Has been used to increase visualization of the urinary tract in excretion urography.
Bronchospasm
Has been used by oral inhalation as a bronchodilator for short-term treatment of bronchospasm associated with bronchial asthma, bronchitis, and COPD; however, a solution for oral inhalation no longer commercially available in the US.
GI Disorders
Has been used as an adjunct in the treatment of peptic ulcer disease; however, no conclusive data that the drug promotes healing, decreases rate of recurrence, or prevents complications of peptic ulcers.
With the advent of more effective therapies for the treatment of peptic ulcer disease, antimuscarinics have only limited usefulness in this condition.
Has been used in the treatment of functional disturbances of GI motility such as irritable bowel syndrome; however, efficacy is limited.
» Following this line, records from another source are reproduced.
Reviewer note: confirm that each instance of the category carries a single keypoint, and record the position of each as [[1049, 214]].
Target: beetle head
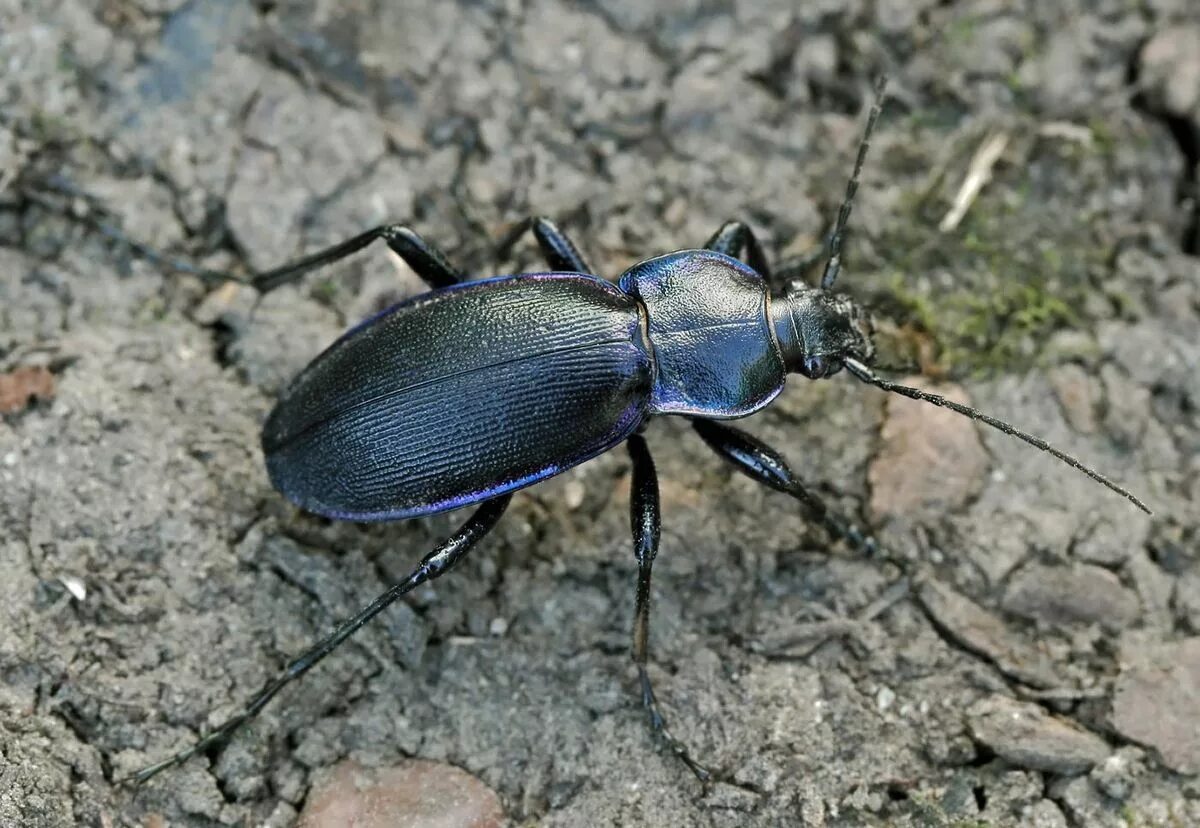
[[817, 330]]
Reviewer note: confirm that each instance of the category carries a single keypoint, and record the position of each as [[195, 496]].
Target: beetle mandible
[[477, 389]]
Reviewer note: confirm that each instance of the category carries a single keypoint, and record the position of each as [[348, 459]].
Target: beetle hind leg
[[424, 258], [646, 520], [436, 563]]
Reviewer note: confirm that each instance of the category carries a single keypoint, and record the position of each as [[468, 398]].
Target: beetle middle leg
[[559, 251], [436, 563], [645, 516], [424, 258], [735, 238], [759, 461]]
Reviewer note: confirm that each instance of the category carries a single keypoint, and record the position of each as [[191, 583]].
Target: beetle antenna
[[868, 376], [834, 264]]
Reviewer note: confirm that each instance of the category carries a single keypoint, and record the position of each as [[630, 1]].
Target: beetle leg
[[436, 563], [736, 238], [643, 509], [798, 267], [559, 251], [427, 261], [768, 467]]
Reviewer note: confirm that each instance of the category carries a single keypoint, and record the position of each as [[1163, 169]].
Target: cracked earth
[[1024, 651]]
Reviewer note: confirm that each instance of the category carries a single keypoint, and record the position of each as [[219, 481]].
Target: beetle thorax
[[817, 329]]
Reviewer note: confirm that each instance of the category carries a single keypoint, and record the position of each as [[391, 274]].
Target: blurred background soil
[[1024, 652]]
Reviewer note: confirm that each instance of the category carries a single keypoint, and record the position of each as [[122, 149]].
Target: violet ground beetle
[[399, 418]]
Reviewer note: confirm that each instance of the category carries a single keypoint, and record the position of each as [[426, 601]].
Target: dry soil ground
[[1024, 652]]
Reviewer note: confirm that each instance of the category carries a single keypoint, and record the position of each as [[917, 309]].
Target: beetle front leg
[[561, 252], [736, 238], [436, 563], [424, 258], [768, 467], [643, 509]]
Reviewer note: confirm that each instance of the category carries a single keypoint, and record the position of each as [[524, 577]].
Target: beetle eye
[[815, 367]]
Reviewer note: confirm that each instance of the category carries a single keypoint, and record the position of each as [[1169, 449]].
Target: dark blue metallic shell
[[460, 395], [714, 347]]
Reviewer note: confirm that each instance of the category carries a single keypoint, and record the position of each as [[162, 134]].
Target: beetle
[[468, 393]]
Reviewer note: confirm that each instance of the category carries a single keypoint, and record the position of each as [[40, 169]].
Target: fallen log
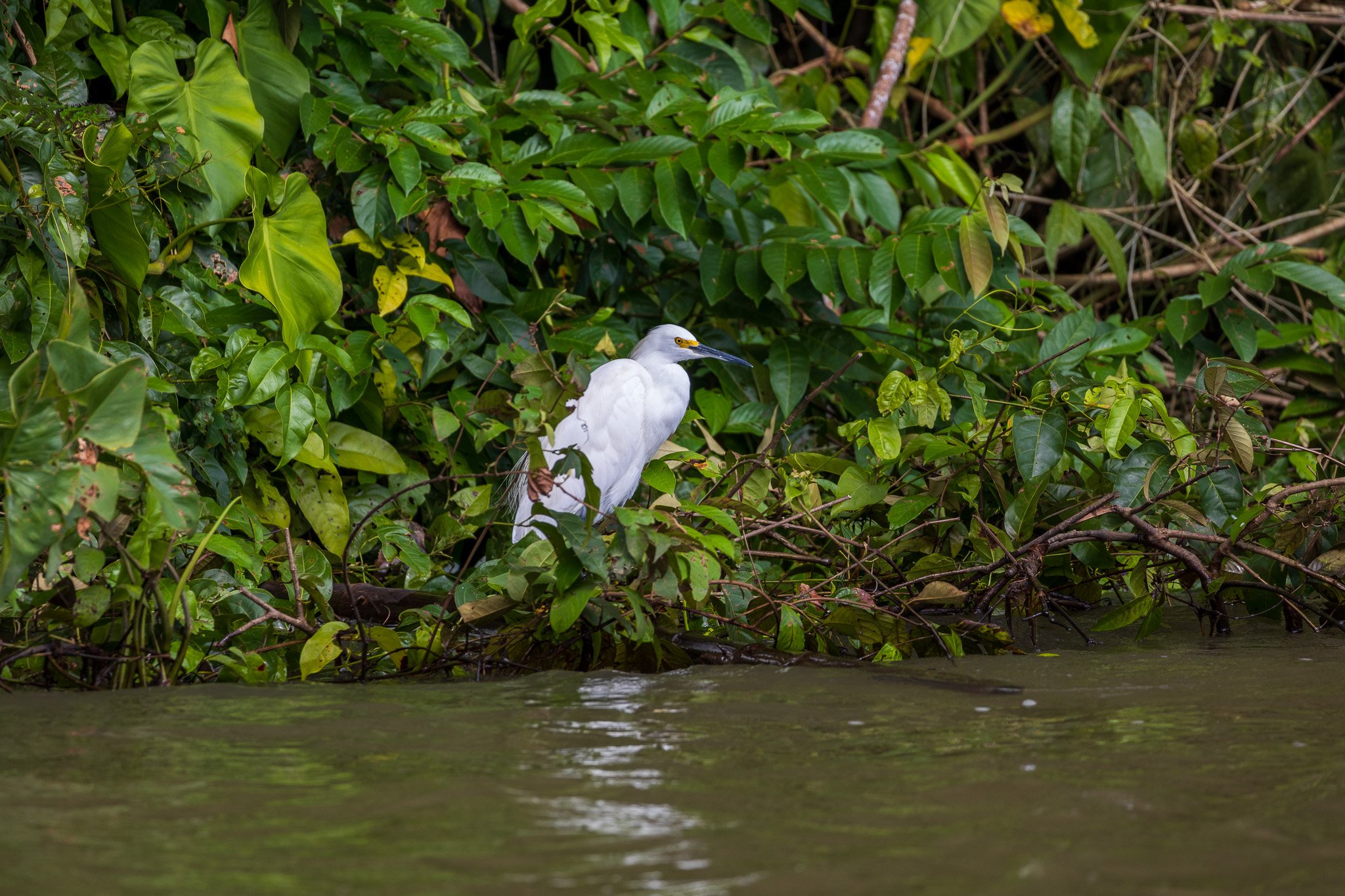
[[380, 605]]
Use only if other measures (e.g., diet, sedation, counseling, amelioration of environmental factors) have been of little or no benefit.
GU Disorders
Has been used as adjunctive therapy in the management of hypermotility disorders of the lower urinary tract. May provide symptomatic relief, but the underlying cause should be determined and specifically treated.
With the exception of uninhibited or reflex neurogenic bladder, there is generally little evidence to support the use of antimuscarinics in the treatment of various GU disorders.
Biliary Disorders
Has been used in conjunction with morphine or other opiates for symptomatic relief of biliary or renal colic; however, only exerts weak biliary antispasmodic action.
Pancreatitis
Has been used to reduce pain and hypersecretions in acute pancreatitis, but little evidence of benefit.